By Jon Harper, National Defense
Lawmakers have repeatedly refused to authorize another round of U.S. military base realignment and closure, known as BRAC, despite pleas from Pentagon leaders. But that could change now that President Donald Trump is in office, according to defense analysts.
Pentagon officials estimate that another round of BRAC — which last occurred in 2005 — would save $2 billion annually. That money could be reinvested to address military readiness shortfalls, noted Kurt Couchman, vice president of public policy at Defense Priorities, a national-security focused advocacy group.
“The new president I think is the main reason for optimism,” he said at a conference on Capitol Hill. “There was a lot of distrust for President Obama [among Republican lawmakers]. There was a lot of concern about his … commitment to a strong national defense — whether or not that was justified, there was a lot of concern there.
“There isn’t that level of concern with President Trump,” he continued.
GOP members of Congress are now more likely to have confidence that any savings from BRAC would be reinvested in other military priorities, Couchman suggested. “With [Secretary of Defense James] Mattis in the driver seat of this whole process, I think people could be assured that he is going to put the readiness and capabilities of the armed forces above everything else.”
Christopher Preble, vice president for defense and foreign policy studies at the Cato Institute, envisioned Trump using the presidential bully pulpit to pressure lawmakers to cut unnecessary overhead.
“To my knowledge he has not addressed the subject [of BRAC] specifically, but he has talked about the amount of waste at the Pentagon and using … efficiencies to pay for some of his increased force structure,” Preble said.
Mattis has promised to find efficiencies and improve the way the Pentagon does business as part of the fiscal years 2019-2023 defense program that is being developed. Preble expects a push for base realignment and closures, and a reduction in civilian overhead, to be part of that.
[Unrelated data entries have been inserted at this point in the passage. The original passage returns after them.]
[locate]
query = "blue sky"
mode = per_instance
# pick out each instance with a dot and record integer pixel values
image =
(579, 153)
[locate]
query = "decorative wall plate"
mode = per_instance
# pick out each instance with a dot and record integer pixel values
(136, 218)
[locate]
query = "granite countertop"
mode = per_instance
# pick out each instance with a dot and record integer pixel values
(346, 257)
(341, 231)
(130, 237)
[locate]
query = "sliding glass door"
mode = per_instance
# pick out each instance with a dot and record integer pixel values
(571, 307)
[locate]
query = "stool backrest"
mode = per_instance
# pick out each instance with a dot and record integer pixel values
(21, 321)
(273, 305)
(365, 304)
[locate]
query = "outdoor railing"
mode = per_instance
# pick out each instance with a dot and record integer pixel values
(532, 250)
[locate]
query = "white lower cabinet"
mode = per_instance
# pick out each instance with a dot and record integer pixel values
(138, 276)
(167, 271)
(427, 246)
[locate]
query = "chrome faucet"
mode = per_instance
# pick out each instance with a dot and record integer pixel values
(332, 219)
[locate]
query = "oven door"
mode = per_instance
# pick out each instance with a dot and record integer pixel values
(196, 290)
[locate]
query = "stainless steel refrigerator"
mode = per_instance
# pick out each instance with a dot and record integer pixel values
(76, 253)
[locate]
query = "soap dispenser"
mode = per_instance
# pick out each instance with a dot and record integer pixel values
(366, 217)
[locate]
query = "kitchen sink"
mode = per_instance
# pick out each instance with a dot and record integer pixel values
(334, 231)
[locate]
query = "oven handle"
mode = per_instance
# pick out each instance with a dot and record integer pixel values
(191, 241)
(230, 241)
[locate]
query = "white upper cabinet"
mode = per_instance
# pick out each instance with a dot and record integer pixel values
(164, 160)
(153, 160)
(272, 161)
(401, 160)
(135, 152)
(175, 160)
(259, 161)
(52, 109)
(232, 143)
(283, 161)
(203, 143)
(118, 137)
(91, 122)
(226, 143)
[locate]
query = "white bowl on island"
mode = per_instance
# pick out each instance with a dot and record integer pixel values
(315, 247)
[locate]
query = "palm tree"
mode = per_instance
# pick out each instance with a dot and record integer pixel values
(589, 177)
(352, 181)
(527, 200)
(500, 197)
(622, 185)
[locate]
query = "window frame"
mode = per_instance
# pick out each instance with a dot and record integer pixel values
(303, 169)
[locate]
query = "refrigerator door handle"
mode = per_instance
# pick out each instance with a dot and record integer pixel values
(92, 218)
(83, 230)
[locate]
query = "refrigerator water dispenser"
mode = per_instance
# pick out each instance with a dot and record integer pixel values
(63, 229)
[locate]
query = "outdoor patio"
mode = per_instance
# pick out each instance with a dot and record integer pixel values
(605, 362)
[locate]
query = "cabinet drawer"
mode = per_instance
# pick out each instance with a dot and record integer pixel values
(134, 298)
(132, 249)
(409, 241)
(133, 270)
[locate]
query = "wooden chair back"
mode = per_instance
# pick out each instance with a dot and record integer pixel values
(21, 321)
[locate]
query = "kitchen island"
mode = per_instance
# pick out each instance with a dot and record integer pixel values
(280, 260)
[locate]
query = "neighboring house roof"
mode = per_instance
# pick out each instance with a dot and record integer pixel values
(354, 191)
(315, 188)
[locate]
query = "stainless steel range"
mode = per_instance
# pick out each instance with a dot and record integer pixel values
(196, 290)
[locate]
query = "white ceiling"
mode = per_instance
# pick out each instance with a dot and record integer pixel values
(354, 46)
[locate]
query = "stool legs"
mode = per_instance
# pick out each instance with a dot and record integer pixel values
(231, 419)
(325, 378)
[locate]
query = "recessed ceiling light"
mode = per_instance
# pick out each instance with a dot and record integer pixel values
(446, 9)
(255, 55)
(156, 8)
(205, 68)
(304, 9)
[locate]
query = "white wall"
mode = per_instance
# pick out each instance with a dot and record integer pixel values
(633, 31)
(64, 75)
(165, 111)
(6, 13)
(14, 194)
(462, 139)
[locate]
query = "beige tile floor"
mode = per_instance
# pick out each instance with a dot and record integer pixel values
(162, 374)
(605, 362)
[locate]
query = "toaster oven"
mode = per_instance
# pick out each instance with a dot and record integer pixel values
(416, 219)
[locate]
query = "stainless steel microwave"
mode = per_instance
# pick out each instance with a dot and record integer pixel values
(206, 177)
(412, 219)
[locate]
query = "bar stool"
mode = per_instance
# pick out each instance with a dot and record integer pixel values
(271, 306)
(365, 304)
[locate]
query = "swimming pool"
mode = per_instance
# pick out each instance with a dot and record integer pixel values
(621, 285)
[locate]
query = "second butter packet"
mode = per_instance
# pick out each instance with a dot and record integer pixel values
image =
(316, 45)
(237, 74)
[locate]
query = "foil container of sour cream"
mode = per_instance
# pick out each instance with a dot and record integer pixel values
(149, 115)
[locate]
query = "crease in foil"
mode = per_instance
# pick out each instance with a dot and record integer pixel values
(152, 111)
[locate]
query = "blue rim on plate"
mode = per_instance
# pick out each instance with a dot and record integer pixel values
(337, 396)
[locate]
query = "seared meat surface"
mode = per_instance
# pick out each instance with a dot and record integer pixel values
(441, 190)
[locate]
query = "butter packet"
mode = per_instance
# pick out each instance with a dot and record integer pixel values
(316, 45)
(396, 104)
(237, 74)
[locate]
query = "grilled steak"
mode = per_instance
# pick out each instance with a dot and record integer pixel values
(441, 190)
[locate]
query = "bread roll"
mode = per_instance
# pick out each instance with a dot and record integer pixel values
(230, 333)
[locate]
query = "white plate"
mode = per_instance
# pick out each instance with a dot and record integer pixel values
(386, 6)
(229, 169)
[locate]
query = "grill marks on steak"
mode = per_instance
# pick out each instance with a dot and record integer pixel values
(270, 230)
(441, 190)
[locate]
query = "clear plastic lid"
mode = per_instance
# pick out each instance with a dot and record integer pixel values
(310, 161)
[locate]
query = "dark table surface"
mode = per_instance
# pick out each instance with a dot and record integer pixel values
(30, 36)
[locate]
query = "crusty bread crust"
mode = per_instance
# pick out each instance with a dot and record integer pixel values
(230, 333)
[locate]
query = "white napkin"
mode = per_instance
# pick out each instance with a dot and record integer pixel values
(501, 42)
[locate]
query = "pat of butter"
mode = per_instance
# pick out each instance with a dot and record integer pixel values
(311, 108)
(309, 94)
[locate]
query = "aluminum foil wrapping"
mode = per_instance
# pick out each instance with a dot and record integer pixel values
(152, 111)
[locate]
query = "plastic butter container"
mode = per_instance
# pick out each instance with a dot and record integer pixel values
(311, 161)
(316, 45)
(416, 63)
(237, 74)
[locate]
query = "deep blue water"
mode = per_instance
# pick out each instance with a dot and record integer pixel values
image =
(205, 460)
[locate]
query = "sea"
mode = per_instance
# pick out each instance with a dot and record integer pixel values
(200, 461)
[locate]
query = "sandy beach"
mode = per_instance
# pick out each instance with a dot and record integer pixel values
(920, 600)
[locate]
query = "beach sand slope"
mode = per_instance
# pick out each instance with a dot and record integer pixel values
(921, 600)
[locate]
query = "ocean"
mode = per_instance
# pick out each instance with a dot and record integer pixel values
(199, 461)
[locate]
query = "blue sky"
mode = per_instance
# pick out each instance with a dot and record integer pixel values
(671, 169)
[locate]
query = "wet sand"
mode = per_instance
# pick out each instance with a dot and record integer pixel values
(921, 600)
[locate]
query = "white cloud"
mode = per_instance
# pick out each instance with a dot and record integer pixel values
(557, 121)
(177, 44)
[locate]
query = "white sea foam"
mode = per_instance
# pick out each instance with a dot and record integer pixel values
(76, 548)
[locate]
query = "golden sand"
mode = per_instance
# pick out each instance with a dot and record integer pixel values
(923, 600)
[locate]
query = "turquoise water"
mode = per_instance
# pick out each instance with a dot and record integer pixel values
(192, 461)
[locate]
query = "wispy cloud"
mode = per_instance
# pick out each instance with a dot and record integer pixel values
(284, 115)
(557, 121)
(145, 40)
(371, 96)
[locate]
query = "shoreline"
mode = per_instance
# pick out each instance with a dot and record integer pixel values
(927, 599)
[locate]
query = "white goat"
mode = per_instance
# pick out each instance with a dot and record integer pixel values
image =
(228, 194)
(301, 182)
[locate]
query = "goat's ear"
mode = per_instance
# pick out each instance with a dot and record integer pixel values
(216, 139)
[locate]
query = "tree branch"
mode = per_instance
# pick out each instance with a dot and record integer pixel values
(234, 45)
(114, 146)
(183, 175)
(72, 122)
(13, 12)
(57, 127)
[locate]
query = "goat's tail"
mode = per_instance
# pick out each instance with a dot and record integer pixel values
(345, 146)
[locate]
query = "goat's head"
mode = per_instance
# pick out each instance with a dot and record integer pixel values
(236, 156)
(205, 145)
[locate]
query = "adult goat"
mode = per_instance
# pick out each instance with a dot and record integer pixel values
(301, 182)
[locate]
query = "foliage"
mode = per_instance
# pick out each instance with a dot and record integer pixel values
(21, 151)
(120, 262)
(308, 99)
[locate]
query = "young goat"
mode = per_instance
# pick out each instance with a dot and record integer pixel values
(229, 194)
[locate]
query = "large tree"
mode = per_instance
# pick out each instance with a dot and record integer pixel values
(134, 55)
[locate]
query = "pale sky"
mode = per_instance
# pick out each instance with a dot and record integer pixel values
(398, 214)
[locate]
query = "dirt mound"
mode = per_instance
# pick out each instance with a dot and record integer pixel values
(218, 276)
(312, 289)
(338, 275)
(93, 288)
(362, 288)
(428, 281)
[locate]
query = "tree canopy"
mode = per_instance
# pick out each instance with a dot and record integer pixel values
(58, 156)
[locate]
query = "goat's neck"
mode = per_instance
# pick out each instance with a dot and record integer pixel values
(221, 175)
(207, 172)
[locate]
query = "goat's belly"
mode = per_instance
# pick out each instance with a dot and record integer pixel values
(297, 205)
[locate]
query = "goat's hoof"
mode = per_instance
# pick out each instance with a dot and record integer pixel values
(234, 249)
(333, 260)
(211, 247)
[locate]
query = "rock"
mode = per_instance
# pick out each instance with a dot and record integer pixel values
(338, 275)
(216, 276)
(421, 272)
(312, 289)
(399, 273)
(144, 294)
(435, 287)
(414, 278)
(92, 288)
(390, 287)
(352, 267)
“I find it hard to believe that the president can implement major efficiency reforms that don’t address the overhead problem,” he said.
Nevertheless, there’s no guarantee that lawmakers would green-light another round of BRAC, even if Trump and Mattis push for it.
“I’ve worked for two members of Congress, and nobody wants a facility in their district to go away” and have a negative impact on the local economy, Couchman said.